Ja! Unser Leid ist nicht gleich dem der Menschen in der dritten Welt, Menschen, die hungern, unterdrückt werden, vor Krieg flüchten. Auch nicht vergleichbar mit Menschen, die in diesem Land in Armut und Krankheit leben und sterben. Aber dennoch ist auch dieses Gefühl echt und es ist da. Jetzt und in diesem Moment.

Glück ist das Einzige was sich verdoppelt, wenn man es teilt. Empathie wird aber auch nicht kleiner.

Wenn ich kann, wird meine Empathie und auch meine Bereitschaft zu helfen wieder erwachen. Und, wer weiß, vielleicht kann ich Glück dadurch viel mehr wahrnehmen. Und sollte ich durch das Leid anderer in die Denkweise kommen „Hey, mir geht es ja gar nicht so schlecht?“, werde ich mich nicht schämen. Denn nur wenn ich einigermaßen zufrieden und glücklich bin, kann ich empathisch und – ich habe echt noch Probleme mit dem Begriff – achtsam sein. Das ist dann nicht von oben herab, sondern ein Zufrieden-sein mit dem, was man hat.  Es gibt diesen beliebten Hochzeitsspruch: "Glück ist das Einzige, was sich verdoppelt, wenn man es teilt." – Abgelutscht, aber wahr. Empathie wird allerdings auch nicht kleiner, wenn man sie vernünftig verteilt. 

Mit Bauchgefühl und gesundem Menschenverstand gegen den Frust

Dieser, vor allem im Netz sehr gegenwärtige Frust, der immer wieder versucht, Dinge abzuwerten, kommt von Menschen, die auf alles Schablonen anlegen. Und irgendwie ist unser ganzes Leben ja geprägt von Schablonen und der Sehnsucht nach einfachen Erklärungen. Die Überschrift „Ein Glas Rotwein am Abend schützt vor Krebs“ hat mich schon dazu gebracht, mir jeden Abend gleich zwei Flaschen davon in den Kopf zu knallen. Doof, ja. Aber so schön easy! 

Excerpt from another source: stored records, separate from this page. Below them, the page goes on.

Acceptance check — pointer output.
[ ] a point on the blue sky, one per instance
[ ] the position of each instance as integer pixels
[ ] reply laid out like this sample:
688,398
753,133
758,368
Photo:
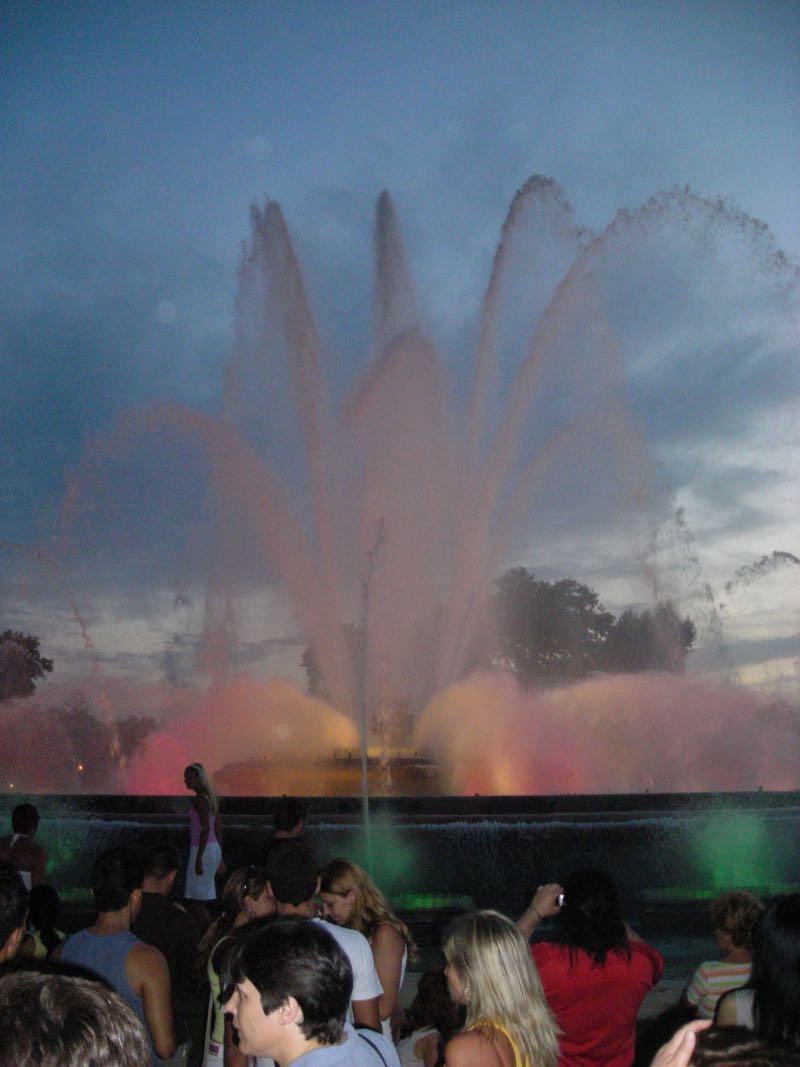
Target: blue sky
134,138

Ich, für meinen Teil, glaube nicht an Schablonen, ich glaube an differenzierte Denkweisen. Ich versuche ständig all die Artikel über Erziehung, Ernährung, Gesundheit, all die Diäten, Lebenshilfen, Ratgeber, Religionen, die eine Allgemeingültigkeit für sich beanspruchen, in einen Raum in meinen Kopf zu sperren und ihn von den beiden Türstehern „Menschenverstand“ und „Bauchgefühl“ bewachen zu lassen. Die Jungs dürfen dann immer nur für die Individuelle Situation „gekleidete“ Infos reinlassen.

Vergesst Schablonen und Vorurteile – die tun niemandem gut

Wie oft habe ich Leute erlebt, die ihren gesunden Menschenverstand nicht mehr bedienen konnten, weil sie 80 Bücher über Kindererziehung gelesen haben, bevor das Kind zur Welt kam. Wie oft habe ich Väter und Mütter – und wir gehörten und gehören auch noch dazu – erlebt, die ihr Bauchgefühl in einer Pro und Contra-Liste abgefackelt haben, während sich das Kind bereits die Finger verbrannt hat. Sich von Schabloben und Vorurteilen freizumachen, ist nicht immer leicht. Aber garantiert einen Versuch wert.